There are two key technical approaches that I am using in doing these DiffEq fits.

One is to use the NINO34 data to smooth out the SOI data for calculating the 2nd-derivative *only*. The SOI data is so noisy that the NINO34 is smooth enough that it removes the significant amount of noise that two successive differentiations will introduce.

Second is to apply a hybrid goodness-of-fit metric. The hybrid nature of the metric is that it combines a correlation coefficient (which emphasizes shape of the time series) and absolute error minimization (which reduces the relative error).

The hybrid is essentially $\frac{CC}{\Delta Err}$

So my process is to apply the hybrid metric first to the Solver. Once that converges to get the scale right, I run a correlation coefficient goal to emphasize the shape. And when that converges, I run the hybrid again to reduce the relative error, which is really an energy minimization -- in that a good correlation needs to be balanced by minimum energy.

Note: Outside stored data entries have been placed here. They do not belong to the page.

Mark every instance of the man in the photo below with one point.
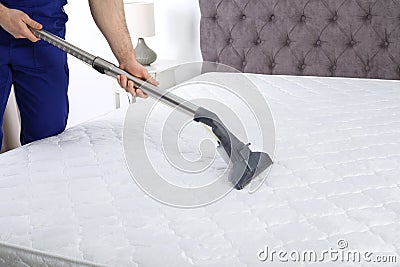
(39, 71)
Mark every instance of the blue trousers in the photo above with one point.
(38, 71)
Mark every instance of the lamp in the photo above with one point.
(140, 21)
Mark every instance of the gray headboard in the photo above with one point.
(345, 38)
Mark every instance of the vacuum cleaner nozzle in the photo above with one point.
(246, 164)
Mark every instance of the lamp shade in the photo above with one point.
(140, 19)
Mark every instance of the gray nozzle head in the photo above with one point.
(246, 164)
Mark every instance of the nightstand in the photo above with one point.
(154, 69)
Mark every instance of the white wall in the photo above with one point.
(177, 37)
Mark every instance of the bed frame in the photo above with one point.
(344, 38)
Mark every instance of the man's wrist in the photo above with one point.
(3, 11)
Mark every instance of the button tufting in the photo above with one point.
(272, 17)
(352, 43)
(385, 44)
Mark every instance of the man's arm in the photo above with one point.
(17, 22)
(109, 16)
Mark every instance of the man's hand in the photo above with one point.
(134, 68)
(17, 22)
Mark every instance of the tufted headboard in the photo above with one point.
(345, 38)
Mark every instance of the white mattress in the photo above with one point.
(70, 200)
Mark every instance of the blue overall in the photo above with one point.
(38, 71)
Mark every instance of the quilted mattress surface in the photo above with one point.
(70, 200)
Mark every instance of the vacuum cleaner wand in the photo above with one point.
(246, 164)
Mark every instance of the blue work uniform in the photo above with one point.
(38, 71)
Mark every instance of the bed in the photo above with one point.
(70, 200)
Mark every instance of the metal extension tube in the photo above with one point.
(246, 163)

With the Excel Solver, the process takes a few hours total and I let it run in the background while I do other stuff. The linear multiple regression solver only takes a second but it can't handle the nonlinear Mathieu modulation, so that is tweaked manually to get a good fit. But the Solver approach is great in that I can start with a completely blank slate and find a largely reproducible solution in just a few hours.

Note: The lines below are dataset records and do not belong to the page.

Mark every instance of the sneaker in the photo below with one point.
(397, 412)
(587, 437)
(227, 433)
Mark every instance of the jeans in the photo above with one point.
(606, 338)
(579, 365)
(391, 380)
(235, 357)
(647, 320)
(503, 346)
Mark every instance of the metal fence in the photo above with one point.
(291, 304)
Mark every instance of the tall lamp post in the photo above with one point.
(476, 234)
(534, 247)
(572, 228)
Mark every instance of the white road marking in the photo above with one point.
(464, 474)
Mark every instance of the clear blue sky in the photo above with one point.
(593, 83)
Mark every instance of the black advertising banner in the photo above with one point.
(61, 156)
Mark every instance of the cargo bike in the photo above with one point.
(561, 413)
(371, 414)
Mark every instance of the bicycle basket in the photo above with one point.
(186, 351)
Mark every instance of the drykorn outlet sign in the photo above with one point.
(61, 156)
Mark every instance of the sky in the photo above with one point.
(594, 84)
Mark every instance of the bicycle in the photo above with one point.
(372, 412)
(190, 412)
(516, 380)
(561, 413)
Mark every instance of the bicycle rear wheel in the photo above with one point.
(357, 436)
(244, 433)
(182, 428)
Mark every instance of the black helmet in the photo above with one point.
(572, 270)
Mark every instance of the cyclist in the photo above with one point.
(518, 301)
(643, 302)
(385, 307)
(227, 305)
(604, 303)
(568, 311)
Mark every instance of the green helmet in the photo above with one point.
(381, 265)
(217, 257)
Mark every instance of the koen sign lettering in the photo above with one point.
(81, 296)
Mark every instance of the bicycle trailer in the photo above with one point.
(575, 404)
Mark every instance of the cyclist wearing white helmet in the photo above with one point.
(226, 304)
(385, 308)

So this is the starting point, with a zeroed model:
![](http://imageshack.com/a/img924/8898/grhQfE.png)

and this is the finishing point:
![](http://imageshack.com/a/img922/677/l0If8t.png)

What the biennial Mathieu modulation does is exaggerate the peaks and valleys until the forcing RHS matches the DiffEq LHS. The Solver iterates on the two sides until it converges to achieve an optimal metric.

And always the caveat in that there is a biennial phase inversion of ENSO between the years 1980-1996. Without that premise, the fit would not work, and which is again the likely reason that the underlying model has escaped notice all these years. Try doing any kind of fit on recent data of the last 50 years without inverting the phase over that 16-year interval and all you will find is anti-correlations and will soon give up. But as Ronald Coates said in the early 1960's *"if you torture the data enough, nature will confess"*.